Racial justice is not a standalone issue — it intersects with every major policy domain. The following cross-references identify the most significant dependencies and complementary policies across the platform.

#1 Healthcare Medicare for All eliminates the racial coverage gap. Maternal mortality crisis requires dedicated federal intervention. Medical bias training tied to accreditation addresses documented clinical discrimination.
#2 Taxation Progressive taxation and a wealth tax fund baby bonds, HBCU parity, and reparations programs. Closing tax loopholes that benefit concentrated wealth directly funds racial equity investment.
#3 Housing Anti-redlining enforcement, community land trusts, and elimination of exclusionary single-family zoning address the housing dimension of the racial wealth gap.
#4 Education & Student Debt Federal funding floor closes the racial per-pupil gap. HBCU full funding. Post-SFFA equity programs. End of the school-to-prison pipeline.
#11 Climate & Energy Environmental justice provisions address sacrifice zones — Cancer Alley cleanup, cumulative exposure moratoriums, and polluter-pays enforcement in communities of color.

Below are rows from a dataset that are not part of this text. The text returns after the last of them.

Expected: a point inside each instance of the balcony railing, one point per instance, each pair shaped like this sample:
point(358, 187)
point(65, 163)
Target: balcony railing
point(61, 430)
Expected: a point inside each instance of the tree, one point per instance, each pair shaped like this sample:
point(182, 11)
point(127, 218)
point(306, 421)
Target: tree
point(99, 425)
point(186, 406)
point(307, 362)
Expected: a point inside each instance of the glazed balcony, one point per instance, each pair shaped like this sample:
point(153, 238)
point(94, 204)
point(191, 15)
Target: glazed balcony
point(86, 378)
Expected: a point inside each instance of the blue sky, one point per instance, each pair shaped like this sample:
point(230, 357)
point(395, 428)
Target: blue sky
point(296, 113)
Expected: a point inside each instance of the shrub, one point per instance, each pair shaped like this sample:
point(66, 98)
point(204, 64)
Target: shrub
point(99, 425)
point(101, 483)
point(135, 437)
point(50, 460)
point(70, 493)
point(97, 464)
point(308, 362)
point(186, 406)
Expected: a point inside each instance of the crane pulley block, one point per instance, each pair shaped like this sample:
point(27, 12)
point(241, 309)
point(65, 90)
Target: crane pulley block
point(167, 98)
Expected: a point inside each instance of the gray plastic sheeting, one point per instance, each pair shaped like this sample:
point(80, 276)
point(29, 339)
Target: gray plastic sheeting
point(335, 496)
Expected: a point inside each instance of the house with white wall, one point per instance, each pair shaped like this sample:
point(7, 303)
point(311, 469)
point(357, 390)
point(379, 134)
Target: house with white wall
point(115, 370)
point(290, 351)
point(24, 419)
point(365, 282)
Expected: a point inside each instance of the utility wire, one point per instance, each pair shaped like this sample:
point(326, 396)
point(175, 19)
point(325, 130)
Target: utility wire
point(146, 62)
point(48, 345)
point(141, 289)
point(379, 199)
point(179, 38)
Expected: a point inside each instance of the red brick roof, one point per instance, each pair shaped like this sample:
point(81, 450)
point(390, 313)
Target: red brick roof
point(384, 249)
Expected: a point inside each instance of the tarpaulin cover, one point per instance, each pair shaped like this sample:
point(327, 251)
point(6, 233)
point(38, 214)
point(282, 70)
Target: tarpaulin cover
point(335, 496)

#12 Criminal Justice Sentencing reform addressing crack/powder disparity legacy, police accountability, and dismantling the school-to-prison pipeline are central to both issues.
#13 Labor & Minimum Wage Pay transparency, racial anti-discrimination enforcement, non-compete ban, and AI hiring audit mandates address employment discrimination across industries.
#18 Voting Rights John Lewis VRA restoration, anti-purge protections, and expanded election access are the voting rights dimension of racial justice — directly tied to political power and representation.
#20 Corporate Power & Antitrust Corporate accountability for racial equity; predatory lending enforcement in banking deserts; payday lender concentration in communities of color.
#21 Internet, Privacy & Big Tech AI bias audits in hiring, lending, and housing decisions. Algorithmic redlining in insurance and mortgage. Facial recognition misidentification disproportionately affecting Black Americans.
"The racial wealth gap is not a natural phenomenon. It was built — by federal policy, over centuries, with documentation. It can be unbuilt — by federal policy, within a generation, with evidence and will."